Washington, D.C., June 29, 1999 – In the wake of their coming to terms on Year 2000 liability legislation, the Computer & Communications Industry Association (CCIA) today praised both House, Senate, and White House negotiators for their hard work and for their forbearance in producing legislation that will prevent a outbreak of Y2K-related litigation early next year.
Early this afternoon, the Senator John McCain, sponsor of S. 96, the “Y2K Act,” and Chairman of the House-Senate conference on S. 96 and H.R. 775, companion House legislation, announced that the conferees and representatives of the Administration had reached an agreement on a conference report. The breakthrough in negotiations follows passage of bills in both houses that the Administration viewed as unsatisfactory.
“CCIA is extremely pleased by this result,” said CCIA President and CEO Edward J. Black. “From the outset of this debate, we were concerned that this legislation would become bogged down in partisan wrangling and fall victim to political brinksmanship designed to curry favor with the technology. Industry,” Black said. “But while there were some bumps along the way, in the end all sides did what is right for the country and came through with a balanced, measured approach to the threat of frivolous Y2K litigation. Leaders on the Hill, including Senators McCain and Dodd and Congressman Davis, are to be commended for this outcome, as is the President.”
CCIA is an international, nonprofit alliance of computer and communications firms. Its membership includes CEOs and senior executives representing a wide range of businesses, including computer equipment manufacturers, software providers, communications and networking equipment manufacturers, Internet companies, and telecommunications and online service providers.
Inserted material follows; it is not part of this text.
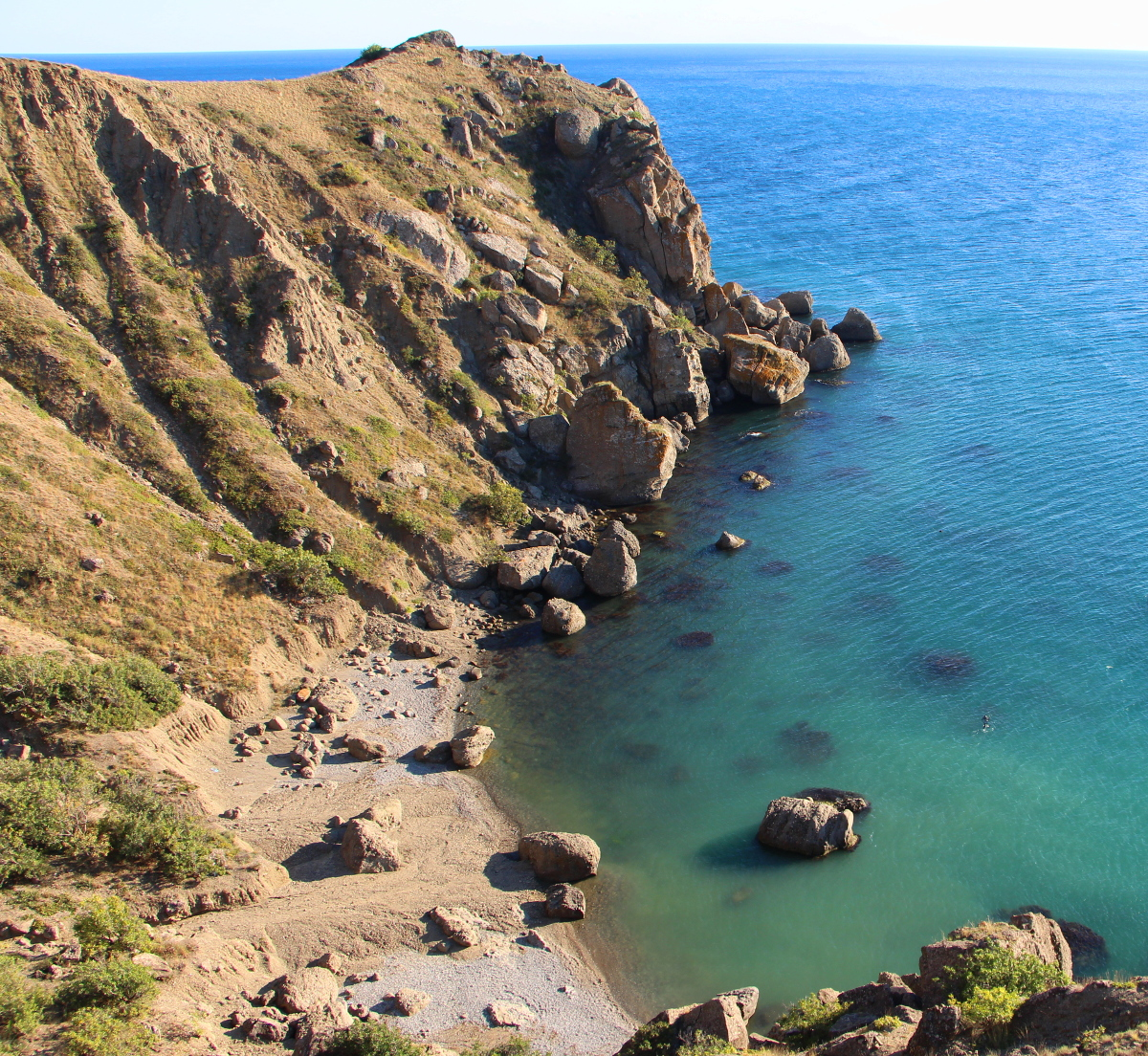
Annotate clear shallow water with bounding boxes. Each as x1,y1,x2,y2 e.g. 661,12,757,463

“Early this year, CCIA outlined several principles for Y2K liability legislation, including protection of innocent parties, proportionate liability, and focusing on solutions to problems rather than blame,” Black said. “Each of our principles has been addressed in the conference report, and now the country is one step closer to readiness for the Year 2000.”
The conference report will now be voted on by both the House and Senate, and will likely be sent to the President for signature early next month.